Dr. Ibanez also lists several pointers that the physicians practiced, regardless of the specific encounter: Maintain good eye contact, sit down when talking and be aware of your body posture. Don't cross your arms, for instance, because it makes you appear more defensive.
The communication consultants "also taught us a lot about 'being in the second position,'" she explains. "That basically means seeing things from the perspective of the patient or the staff, and being better listeners."
Pocket cards and apps
To gauge the impact of the scripts, the hospitalists devised surveys to assess patients' experience with the doctors who went through the training and those who didn't.
Preliminary results show that the physicians practicing the scripts have a slight edge in terms of patients perceiving respect and compassion and feeling they received understandable, timely care.
Eventually, Dr. Ibanez says, all the hospitalists will take part in the training sessions and learn the scripts. The group may try to expand the process to other specialties using the hospital's simulation center.
In the meantime, each script is being printed on a card that the hospitalists can carry to refresh their training. The group is also turning the scripts into a smartphone app.
"We definitely need constant reminders," says Dr. Ibanez. "This isn't a one-time thing."

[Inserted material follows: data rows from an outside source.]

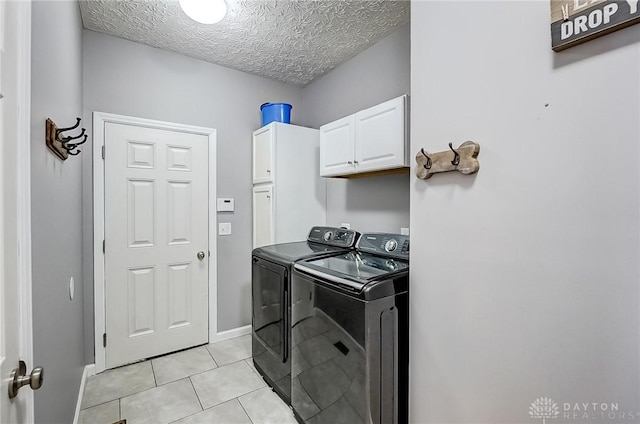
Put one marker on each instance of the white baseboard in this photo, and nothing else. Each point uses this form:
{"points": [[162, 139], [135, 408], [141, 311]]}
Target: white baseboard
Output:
{"points": [[230, 334], [89, 370]]}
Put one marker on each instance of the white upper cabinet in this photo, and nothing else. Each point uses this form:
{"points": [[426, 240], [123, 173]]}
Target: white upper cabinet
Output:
{"points": [[263, 160], [288, 193], [374, 139], [337, 147]]}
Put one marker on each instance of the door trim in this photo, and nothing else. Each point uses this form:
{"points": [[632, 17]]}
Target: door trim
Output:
{"points": [[100, 119], [23, 150]]}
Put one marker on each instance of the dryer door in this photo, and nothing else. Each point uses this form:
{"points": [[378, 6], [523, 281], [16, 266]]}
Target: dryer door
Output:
{"points": [[270, 293]]}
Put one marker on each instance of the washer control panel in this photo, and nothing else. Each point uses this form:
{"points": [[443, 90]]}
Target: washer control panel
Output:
{"points": [[333, 236], [387, 244]]}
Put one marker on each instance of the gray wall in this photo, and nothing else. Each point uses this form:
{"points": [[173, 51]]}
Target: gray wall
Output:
{"points": [[380, 73], [524, 277], [132, 79], [56, 203]]}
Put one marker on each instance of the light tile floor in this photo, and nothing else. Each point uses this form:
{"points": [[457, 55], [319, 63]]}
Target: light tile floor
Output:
{"points": [[212, 384]]}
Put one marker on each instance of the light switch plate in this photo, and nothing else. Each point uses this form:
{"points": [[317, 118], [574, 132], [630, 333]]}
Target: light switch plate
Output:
{"points": [[225, 205], [224, 228]]}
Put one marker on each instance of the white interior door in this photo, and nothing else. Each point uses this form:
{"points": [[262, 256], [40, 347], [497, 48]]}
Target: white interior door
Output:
{"points": [[15, 284], [156, 241]]}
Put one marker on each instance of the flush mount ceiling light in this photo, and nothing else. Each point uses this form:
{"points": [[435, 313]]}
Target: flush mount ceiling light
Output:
{"points": [[204, 11]]}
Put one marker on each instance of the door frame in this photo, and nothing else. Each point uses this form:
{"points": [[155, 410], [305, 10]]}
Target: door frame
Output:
{"points": [[23, 183], [100, 119]]}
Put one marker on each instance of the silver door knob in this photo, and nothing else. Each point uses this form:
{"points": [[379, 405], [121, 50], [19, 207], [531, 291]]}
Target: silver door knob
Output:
{"points": [[19, 378]]}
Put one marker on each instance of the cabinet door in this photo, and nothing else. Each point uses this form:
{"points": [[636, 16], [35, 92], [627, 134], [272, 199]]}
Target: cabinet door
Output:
{"points": [[263, 224], [337, 148], [263, 146], [381, 136]]}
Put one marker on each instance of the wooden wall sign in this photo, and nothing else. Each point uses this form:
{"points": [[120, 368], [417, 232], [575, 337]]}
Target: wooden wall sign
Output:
{"points": [[576, 21]]}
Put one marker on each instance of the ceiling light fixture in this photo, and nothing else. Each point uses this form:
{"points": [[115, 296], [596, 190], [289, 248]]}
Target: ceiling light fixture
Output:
{"points": [[204, 11]]}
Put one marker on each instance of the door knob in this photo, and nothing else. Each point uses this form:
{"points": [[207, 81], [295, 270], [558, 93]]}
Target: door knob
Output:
{"points": [[19, 378]]}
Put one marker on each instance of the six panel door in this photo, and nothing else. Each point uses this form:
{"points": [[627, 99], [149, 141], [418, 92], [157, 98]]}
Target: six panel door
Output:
{"points": [[156, 222]]}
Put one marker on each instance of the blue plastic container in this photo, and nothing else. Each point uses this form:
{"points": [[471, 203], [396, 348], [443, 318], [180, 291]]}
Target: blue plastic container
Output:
{"points": [[279, 112]]}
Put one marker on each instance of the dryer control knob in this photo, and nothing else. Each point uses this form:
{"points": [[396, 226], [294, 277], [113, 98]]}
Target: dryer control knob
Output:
{"points": [[390, 245]]}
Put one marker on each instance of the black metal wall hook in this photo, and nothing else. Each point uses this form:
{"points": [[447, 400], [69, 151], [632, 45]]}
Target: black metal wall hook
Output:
{"points": [[427, 165], [456, 158], [63, 146], [73, 127]]}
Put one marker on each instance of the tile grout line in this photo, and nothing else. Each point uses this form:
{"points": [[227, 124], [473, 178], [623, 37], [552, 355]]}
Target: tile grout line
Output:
{"points": [[211, 354], [243, 408], [196, 392], [153, 371]]}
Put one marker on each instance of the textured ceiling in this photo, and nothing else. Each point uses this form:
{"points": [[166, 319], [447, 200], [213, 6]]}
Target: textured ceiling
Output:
{"points": [[294, 41]]}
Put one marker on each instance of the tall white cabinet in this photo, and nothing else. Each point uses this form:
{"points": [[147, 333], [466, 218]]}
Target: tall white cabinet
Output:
{"points": [[288, 193]]}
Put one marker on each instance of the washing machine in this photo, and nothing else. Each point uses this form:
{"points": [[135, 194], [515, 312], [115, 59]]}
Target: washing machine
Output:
{"points": [[272, 302], [350, 334]]}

Phyllis Maguire is Executive Editor of Today's Hospitalist.
A script for delivering bad news
WHAT'S THE TOUGHEST CONVERSATION that hospitalists struggle with? According to Margarita Ibanez, MD, the assistant medical director of the hospitalist program at Baptist Hospital in Miami who spearheaded a program of scripted sessions to help doctors communicate more effectively, the No. 1 communication challenge is dealing with angry or frightened patients.

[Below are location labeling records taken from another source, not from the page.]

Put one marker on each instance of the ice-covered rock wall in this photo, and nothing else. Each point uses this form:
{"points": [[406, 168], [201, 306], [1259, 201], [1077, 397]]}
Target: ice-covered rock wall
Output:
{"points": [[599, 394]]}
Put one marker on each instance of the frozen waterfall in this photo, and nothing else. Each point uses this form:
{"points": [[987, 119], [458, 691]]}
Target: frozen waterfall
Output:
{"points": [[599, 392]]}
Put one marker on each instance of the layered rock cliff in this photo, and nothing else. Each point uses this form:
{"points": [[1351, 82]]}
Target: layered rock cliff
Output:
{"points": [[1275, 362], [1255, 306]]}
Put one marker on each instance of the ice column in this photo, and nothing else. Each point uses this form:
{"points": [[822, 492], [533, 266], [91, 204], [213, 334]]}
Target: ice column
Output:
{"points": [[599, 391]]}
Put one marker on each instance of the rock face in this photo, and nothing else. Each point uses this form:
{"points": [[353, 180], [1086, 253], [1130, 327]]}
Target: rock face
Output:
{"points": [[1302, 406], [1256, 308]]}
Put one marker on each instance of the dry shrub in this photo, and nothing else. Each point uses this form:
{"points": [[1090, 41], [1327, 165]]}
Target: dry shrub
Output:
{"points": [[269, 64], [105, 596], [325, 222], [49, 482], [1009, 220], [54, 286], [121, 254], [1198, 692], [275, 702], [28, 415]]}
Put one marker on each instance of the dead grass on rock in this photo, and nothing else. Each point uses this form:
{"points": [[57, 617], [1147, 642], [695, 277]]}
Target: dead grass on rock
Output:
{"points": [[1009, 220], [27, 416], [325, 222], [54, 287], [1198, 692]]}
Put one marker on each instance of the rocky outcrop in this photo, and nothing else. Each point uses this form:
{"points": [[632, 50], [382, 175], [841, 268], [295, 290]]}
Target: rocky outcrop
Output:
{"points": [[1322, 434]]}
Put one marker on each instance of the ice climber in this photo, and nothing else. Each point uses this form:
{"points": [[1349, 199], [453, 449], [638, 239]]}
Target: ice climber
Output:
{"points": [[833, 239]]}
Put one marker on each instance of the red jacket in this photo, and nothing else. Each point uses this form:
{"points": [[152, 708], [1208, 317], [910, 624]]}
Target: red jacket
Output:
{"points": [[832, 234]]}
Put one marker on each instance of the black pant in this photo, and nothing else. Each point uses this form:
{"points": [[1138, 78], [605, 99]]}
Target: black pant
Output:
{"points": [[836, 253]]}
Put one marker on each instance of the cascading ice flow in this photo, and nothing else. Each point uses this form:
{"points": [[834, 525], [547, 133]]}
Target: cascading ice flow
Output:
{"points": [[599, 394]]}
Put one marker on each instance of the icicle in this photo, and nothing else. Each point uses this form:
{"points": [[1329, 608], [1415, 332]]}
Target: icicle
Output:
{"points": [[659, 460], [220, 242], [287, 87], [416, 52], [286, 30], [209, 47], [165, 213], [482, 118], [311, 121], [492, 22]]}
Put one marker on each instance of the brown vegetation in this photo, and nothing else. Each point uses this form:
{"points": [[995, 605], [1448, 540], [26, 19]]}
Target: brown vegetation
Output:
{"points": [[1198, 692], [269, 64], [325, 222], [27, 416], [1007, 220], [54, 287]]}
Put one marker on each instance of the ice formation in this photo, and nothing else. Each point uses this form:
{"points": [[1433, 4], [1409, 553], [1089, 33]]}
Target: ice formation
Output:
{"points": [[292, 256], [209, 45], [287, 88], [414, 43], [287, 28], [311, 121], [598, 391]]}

But a close No. 2 is delivering bad news. Working with a consultant company, Dr. Ibanez says that she and her colleagues learned to follow a script in that situation that uses the SPIKES acronym:
S: Set up the interview. When delivering bad news, Dr. Ibanez says, "make sure that patients have with them any family they want present and plan a time when you're not busy and not getting phone calls."
I: Invitation. Steps 2 and 3 both relate to how doctors need to determine what patients already know and "how much they want to know and how much they don't want to know," she says. "We think that everyone needs to know everything, and that's not necessarily so."
K: Knowledge. "When you're delivering information, make sure you're talking in patients' own vocabulary and using words they can understand," says Dr. Ibanez. "Instead of 'metastasize' in cancer, say 'spread.'"
E: Be more empathetic. Pay attention to patients' emotional reactions. Doctors should be comforting and should pace the discussion with patients' reactions in mind.
S: strategies. "Outline your next several steps of what we can do next," says Dr. Ibanez.